- Type: State park (undeveloped)
- Location: Jones Beach Island, New York
- Nearest city: Babylon, New York
- Coordinates: 40°38′13″N 73°19′05″W﻿ / ﻿40.637°N 73.318°W
- Area: 1,223 acres (4.95 km^{2})
- Operator: New York State Office of Parks, Recreation and Historic Preservation
- Open: All year
- Website: Gilgo State Park

= Gilgo State Park =

State park in Suffolk County, New York

Gilgo State Park is a 1223 acre undeveloped state park in Gilgo, Suffolk County, New York. The park is located on Jones Beach Island, a barrier island off the southern shore of Long Island.

==History==
Previous use of the land was for a United States Life-Saving Service called "Station Gilgo" and referred to as USLSS Station #27. At the western edge of the park are the remains of this station and is known locally as the Old Coast Guard Station. No markings on the site identify its history of life saving. It is thought the first building was erected in 1853, serving as a base for volunteer life savers who would walk/patrol the beach and observe ships in distress. It was to aid in recovery of life and property aboard the ships which ran aground. The service was merged into the US Coast Guard in 1925 and later developments in technology made this service inefficient, which caused it to be abandoned.

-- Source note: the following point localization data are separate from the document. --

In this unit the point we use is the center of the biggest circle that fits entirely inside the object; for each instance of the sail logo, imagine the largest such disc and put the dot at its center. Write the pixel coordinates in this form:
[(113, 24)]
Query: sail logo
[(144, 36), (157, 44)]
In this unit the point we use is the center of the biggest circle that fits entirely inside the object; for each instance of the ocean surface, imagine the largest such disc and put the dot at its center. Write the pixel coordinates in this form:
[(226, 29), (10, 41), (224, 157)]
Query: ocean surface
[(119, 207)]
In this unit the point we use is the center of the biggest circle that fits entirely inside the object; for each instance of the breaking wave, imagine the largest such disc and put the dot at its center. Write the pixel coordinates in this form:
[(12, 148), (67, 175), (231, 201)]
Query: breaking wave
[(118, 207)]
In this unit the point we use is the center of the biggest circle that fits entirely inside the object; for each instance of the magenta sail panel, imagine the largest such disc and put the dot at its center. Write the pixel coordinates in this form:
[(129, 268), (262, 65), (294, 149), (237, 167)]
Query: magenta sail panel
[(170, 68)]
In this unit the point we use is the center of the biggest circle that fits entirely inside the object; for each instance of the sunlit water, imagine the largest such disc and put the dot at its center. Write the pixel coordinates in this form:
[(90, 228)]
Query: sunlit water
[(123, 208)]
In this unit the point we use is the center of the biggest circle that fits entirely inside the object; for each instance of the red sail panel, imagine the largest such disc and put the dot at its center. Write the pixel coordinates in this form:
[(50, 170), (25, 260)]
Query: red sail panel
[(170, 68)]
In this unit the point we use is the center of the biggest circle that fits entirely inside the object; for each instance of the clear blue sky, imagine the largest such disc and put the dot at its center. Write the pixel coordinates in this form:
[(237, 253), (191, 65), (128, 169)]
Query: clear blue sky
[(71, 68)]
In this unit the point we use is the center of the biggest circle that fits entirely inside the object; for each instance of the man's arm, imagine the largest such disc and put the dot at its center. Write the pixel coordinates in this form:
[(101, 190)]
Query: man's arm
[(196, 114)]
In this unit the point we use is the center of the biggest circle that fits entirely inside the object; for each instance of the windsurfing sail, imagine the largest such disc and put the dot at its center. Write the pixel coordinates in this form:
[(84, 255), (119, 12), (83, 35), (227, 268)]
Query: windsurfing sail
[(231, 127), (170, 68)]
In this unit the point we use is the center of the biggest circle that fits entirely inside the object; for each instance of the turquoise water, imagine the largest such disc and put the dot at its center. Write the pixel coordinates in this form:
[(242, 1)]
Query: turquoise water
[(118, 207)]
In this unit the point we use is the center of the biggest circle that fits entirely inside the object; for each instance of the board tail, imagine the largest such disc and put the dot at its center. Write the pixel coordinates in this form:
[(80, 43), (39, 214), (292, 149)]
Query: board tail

For some years later, it stood unused until Robert Moses negotiated with the federal government to include it in his Long Island Parks Region. Land around the former Coast Guard Station was acquired in phases from the Town of Babylon from 1928 through 1930.

The terms of this transfer are still being explored, though it appears, the parties agreed that this land would be forever wild and available to all residents for their wholesome recreation. No one user group would have exclusive privilege to its use and it would not be closed for whatever reason, with the exception of occasional closing for general safety.

==Park description==
Gilgo State Park is an undeveloped park, featuring waterfront access to the Atlantic Ocean to the south, and Great South Bay to the north. For many years, locals from the mainland have crossed the Great South Bay, anchored and walked south to the ocean beach. Here they could picnic, swim and surf the famous "Hemlocks Beach".

Due to its undeveloped nature, visitors are required to haul out what they bring in with them, and there is no bathroom or garbage cans. Other access is by NYS four-wheel drive vehicle surfing permit issued by a joint program with NYS parks and the Town of Babylon, although Ocean Parkway passes the park. The park features tranquility, shore scenery, and surfing.

The park also serves as a wildlife reserve, aiming to preserve habitat for the piping plover and the sea beach amaranth. No pets are permitted within the park.